Os ministros do STJ, entretanto, consideraram que o relatório do Coaf não seria elemento suficiente para permitir a quebra de sigilo. Em seu voto, o ministro Sebastião Reis Júnior entendeu que houve falha na fundamentação da decisão que concedeu a quebra de sigilo dos investigados. Para ele, seria necessário o esgotamento de outros meios de prova, antes de se recorrer a meios mais invasivos. E, por essa razão, o direito à intimidade dos acusados teria sido indevidamente invadido, razão pela qual os ministros entenderam por bem anular as provas colhidas com a quebra de sigilo.

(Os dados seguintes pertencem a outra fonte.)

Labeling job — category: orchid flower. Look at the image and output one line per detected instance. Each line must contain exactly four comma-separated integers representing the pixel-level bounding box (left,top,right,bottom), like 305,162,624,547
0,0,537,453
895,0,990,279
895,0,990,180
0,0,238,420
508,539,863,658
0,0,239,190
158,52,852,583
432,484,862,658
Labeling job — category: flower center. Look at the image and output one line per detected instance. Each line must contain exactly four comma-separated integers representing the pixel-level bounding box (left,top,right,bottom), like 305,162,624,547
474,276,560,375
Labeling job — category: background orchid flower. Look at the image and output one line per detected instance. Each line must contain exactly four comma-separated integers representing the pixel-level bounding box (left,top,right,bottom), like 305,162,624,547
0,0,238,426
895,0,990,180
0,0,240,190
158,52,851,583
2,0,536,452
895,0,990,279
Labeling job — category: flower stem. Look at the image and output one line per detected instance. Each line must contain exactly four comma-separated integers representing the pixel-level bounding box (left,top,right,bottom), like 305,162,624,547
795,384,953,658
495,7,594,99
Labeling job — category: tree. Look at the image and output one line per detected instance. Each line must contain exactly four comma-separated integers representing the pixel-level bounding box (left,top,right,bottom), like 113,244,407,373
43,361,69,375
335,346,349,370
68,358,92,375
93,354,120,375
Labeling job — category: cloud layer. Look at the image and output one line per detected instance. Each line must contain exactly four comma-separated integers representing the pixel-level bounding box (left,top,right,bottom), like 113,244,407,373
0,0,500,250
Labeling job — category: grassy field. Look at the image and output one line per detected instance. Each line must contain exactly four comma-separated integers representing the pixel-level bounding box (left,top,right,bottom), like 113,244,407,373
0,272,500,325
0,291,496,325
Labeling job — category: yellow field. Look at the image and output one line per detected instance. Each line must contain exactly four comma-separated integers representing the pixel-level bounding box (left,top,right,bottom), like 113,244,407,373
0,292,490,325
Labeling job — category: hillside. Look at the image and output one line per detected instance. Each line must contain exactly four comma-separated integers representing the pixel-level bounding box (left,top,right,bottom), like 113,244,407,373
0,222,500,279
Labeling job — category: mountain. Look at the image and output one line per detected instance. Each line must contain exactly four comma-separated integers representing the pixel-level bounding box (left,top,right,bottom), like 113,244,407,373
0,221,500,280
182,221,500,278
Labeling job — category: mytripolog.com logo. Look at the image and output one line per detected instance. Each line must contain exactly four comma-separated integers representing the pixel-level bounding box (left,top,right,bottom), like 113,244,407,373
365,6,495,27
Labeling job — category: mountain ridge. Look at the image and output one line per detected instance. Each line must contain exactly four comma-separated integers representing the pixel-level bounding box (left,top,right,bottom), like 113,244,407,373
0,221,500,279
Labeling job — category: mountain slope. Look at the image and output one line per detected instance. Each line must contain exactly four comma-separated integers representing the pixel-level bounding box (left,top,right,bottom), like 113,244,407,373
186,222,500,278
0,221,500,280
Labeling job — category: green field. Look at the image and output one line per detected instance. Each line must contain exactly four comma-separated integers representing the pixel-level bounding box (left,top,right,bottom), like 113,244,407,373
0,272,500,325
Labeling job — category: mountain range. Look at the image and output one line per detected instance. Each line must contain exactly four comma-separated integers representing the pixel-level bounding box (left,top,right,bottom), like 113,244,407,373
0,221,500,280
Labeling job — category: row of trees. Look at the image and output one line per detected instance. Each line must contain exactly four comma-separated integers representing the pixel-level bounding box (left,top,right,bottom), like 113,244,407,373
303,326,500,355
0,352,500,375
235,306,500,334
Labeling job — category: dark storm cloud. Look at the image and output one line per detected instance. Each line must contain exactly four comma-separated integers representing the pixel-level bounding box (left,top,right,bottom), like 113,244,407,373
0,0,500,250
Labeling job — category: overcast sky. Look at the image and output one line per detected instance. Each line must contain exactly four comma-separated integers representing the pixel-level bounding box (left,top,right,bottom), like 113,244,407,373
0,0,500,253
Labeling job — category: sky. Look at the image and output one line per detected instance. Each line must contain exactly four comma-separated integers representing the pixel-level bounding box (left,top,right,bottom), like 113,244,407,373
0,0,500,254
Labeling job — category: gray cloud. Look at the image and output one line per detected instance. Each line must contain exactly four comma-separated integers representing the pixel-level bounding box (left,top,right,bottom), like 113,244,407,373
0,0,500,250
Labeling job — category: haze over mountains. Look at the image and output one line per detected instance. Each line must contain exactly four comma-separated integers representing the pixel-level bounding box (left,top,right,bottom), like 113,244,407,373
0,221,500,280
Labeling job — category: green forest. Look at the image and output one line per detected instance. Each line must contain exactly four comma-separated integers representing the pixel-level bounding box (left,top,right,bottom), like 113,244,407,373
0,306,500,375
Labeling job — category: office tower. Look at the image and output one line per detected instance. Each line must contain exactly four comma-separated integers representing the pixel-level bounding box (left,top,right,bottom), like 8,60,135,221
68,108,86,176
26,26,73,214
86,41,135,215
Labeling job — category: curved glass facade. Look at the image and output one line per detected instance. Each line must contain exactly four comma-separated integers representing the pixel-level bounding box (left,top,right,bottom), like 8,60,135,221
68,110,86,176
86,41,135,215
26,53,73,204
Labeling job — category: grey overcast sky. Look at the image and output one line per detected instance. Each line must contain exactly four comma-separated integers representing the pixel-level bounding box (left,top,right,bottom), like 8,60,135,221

A decisão não deixou de gerar comentários, uma vez que o relatório da Coaf fora aceito como prova válida e hábil para a quebra de sigilo pelo Ministério Público, pelo Tribunal Regional Federal e pela Justiça Federal de primeira instância. Segundo a Polícia Federal, esse relatório é usado em 80% dos inquéritos que envolvem crimes financeiros no país. Em casos como o da Operação Boi Barrica, em que somente o uso de meios de prova excepcionais pode levar à caracterização de crimes, é razoável indagar se a decisão do STJ foi a mais acertada. Além do que, a quebra dos sigilos do clã Sarney se deu a partir de relatório emitido pelo Coaf. Parece-nos que esse é um daqueles casos em que o direito à intimidade deveria ceder espaço para o interesse público, dada a necessidade de se coibir crimes do chamado "colarinho-branco". Enfim, a Operação Boi Barrica é um exemplo de decisão em que a punição de envolvidos em atividades nada republicanas pode acabar não sendo efetivada. Pelos precedentes, na questão do mensalão, e no interesse público, que todos os cuidados sejam tomados para evitar que ele siga pelo mesmo caminho.